Дальше вспышка памяти уже дома у вдовы. Салатики. Картошка. Селедка. И водка.
– Водку нельзя! – вопят нам уже пьяные водитель и вдова. Парней тоже стало развозить от прежде выпитого, как только попали в тепло. Один я – трезвый как стекло. Что-то беру и ем. Никакого вкуса, все как бумага. Не могу есть. Внутри меня что-то клокочет, и снова начинает подташнивать. Резко хватаю со стола бутылку водки и осушаю прежде, чем мне что-либо успевают сказать. НИЧЕГО! Как вода. Я не могу напиться. Почему?
– На, закуси, – тычет мне под нос вдова колечко лука на вилке, с которого растительное масло капает мне на брюки…
Вот я сижу в деревянном кресле комнаты отдыха своей роты и смотрю дурацкий MTV. Транслируется клип группы «РАМШТАЙН», что в переводе означает каменоломня. В этом видео парни с ирокезами на головах захватывают банк. Держат ружья и взрывчатку наготове, чтобы убить себя и всех.
– Чего ты хочешь? – поют они на немецком языке. И я смотрю на них и понимаю, что ничего не хочу. Хочу только, чтобы меня никто не трогал и не разговаривал со мной.
Рядом со мной еще один друг-питон ЕФТЕЙ. У него на одной руке четыре пальца из-за врачебной ошибки в санчасти. Поранился тогда вроде не сильно, поэтому был отослан, а точнее послан. Полили зеленкой и все. А впоследствии воспаление тканей распространилось, и заболел палец.
– Не выдумывай! – как обычно, кричали врачи на него в санчасти, пока совсем плох не стал его палец. И только тогда его повезли в госпиталь, где и отхватили часть конечности хирурги.

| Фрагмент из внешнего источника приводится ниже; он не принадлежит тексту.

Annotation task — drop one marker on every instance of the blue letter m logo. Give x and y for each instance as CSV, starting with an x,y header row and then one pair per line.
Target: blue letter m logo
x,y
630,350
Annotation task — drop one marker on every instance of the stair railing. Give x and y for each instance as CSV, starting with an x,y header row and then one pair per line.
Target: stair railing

А кому пожалуешься? Он был из такой же простой семьи, как и я. Мать у него была одна, отец бросил их еще в детстве. Жила в далеком гарнизоне и болела сильно. Чем она поможет? Только зря нервы ей теребить. Поэтому ничего не сказал ЕФТЕЙ (это настоящее его имя), а только стал подгибать обрубок среднего пальца под кусок хлеба во время трапезы, как будто все в порядке и палец на месте. ЕФТЕЙ понимал меня, наверное, даже чувствовал, поэтому просто сидел рядом и молчал, не доставая вопросами.
Заходит мой командир-насекомое. Он подходит ко мне вплотную, загораживая собой телевизор. Он чувствует мою внутреннюю слабость. А я смотрю сквозь него, пытаясь осознать смысл этой жизни. Смысл этой смерти. Смысл мой.
– Что ты хочешь? – поют господа арийцы с ирокезами.
– Был приказ выйти на ужин! – кричит на меня насекомое. Мой обед, завтрак и ужин уже несколько месяцев – это бигус с кислой капустой. Вся трапеза пахнет так же, как тот труп. Гнилью. Я сижу в прострации, набираясь теплом помещения. Мне необходимы сейчас отдых и покой. Не надо меня трогать.
– Ты что, не понял?! – кулак командира врезался мне в подбородок, возвращая к реальности.
ЕФТЕЙ знает мое сумасшедшее Я и поэтому зло улыбается командиру перед тем, как уйти за дверь, оставив нас наедине. Знаете, почему офицер может ударить курсанта или солдата? А что он офицеру сделает? И что докажет? Правила таковы, что если это случится наоборот, то тебя посадят в дисциплинарный батальон. «Дисбат» – это ад на земле, после которого тюрьма покажется курортом. Там за несколько месяцев пребывания здоровья вытягивают, как за полжизни. Оттуда возвращаются с пустыми глазами и печатью молчания. Офицеру даже перечить нельзя – это тоже статья, по которой туда можно попасть. Но сейчас мы одни, без свидетелей, хотя по большому счету, никто из роты не стал бы на меня доносы писать, так что можно было ЕФТЕЮ и не уходить.